As a precondition, you have to activate CodeCover for the project you want to use CodeCover with. This is explained in the section Build.
Then you have to create a run for your test suite—respectively test case. Therefore, open your JUnit TestSuite
or TestCase
class, use the run button and select Run As CodeCover Measurement for JUnit. This run entry is also available in the context menu Run As of the editor or Package Explorer.
This run will automatically start the Eclipse JUnit test runner and when it is finished, the coverage results appear in the Test Sessions View. Per default this session has the name "eclipse run". You can change this name by editing its Properties. If you need to, you can inspect the test cases' properties. If there occurred any errors or failures during the run, it is logged to the comment of a test case.
For more advanced features, you can use the run dialog to adapt the run configuration. For example, you can chose between JUnit 3 and JUnit 4:
Live Notification
Connecting to the running program:
Live Notification is a mechanism to interact with the coverage logging inside the instrumented SUT. Its main purpose is to manually define test case boundaries from within eclipse and send them to the SUT.
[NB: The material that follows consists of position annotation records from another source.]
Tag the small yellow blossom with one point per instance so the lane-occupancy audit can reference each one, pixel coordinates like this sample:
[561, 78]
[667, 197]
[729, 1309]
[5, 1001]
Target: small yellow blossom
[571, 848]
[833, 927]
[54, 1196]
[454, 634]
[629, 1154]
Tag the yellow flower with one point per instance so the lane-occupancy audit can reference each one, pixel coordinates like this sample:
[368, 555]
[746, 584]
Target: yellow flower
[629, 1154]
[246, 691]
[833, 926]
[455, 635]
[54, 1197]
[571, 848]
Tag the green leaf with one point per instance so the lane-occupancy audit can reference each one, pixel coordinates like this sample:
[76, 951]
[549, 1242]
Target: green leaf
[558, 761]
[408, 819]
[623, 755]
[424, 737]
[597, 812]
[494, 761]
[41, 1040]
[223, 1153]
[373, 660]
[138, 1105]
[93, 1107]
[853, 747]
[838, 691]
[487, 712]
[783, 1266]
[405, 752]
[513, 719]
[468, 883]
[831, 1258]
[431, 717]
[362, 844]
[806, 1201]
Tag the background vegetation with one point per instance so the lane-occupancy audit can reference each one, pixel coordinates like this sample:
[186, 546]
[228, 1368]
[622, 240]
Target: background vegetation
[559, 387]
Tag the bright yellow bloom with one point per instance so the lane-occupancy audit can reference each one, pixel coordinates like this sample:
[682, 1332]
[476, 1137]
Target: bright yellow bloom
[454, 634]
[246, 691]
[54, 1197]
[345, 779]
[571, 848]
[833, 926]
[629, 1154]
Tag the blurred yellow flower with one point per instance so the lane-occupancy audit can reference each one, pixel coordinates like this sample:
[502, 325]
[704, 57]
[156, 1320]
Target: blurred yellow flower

In the following examples replace 1234 with the port to use for Live Notification. If your SUT already uses JMX, make sure that neither SSL nor password authentication is required and use the port you defined.
Enabling Live Notification in the SUT:
If your Application does not support JMX you have to enable it.
To enable JMX: Open the Run Dialog. Select your launch configuration and open its Arguments tab. In the text field VM Arguments add the String "-Dcom.sun.management.jmxremote -Dcom.sun.management.jmxremote.port=1234 -Dcom.sun.management.jmxremote.ssl=false -Dcom.sun.management.jmxremote.authenticate=false" (without the quotes). Now apply the changes to finish the configuration.
If you start this launch configuration the SUT listens on port 1234 for JMX clients.
Using the Live Notification view:
First open the Live Notification view that comes with CodeCover. Then connect to a running SUT: Enter the hostname of the host the SUT runs on and the port to connect to. Then click on the connect button.
Now you may use the Live Notification features (see below).
Defining test case boundaries:
To start a new testcase first enter its name into the text field then click the start button. To end the test case click the end button.
If you don't start a testcase, the whole program run will be recorded as one testcase with the name "UNNAMED".
Finish testing and downloading coverage log file:
To finish the test, click the button "Finish Test Session" and then the button "Download Coverage Log File" to get the coverage data of the finished test session.
Preferences
In the preferences dialog, you can specify in the CodeCover-Tab the colors for the hotpath, the ranges and colors for the correlation matrix and the path for further CodeCover-Plugins.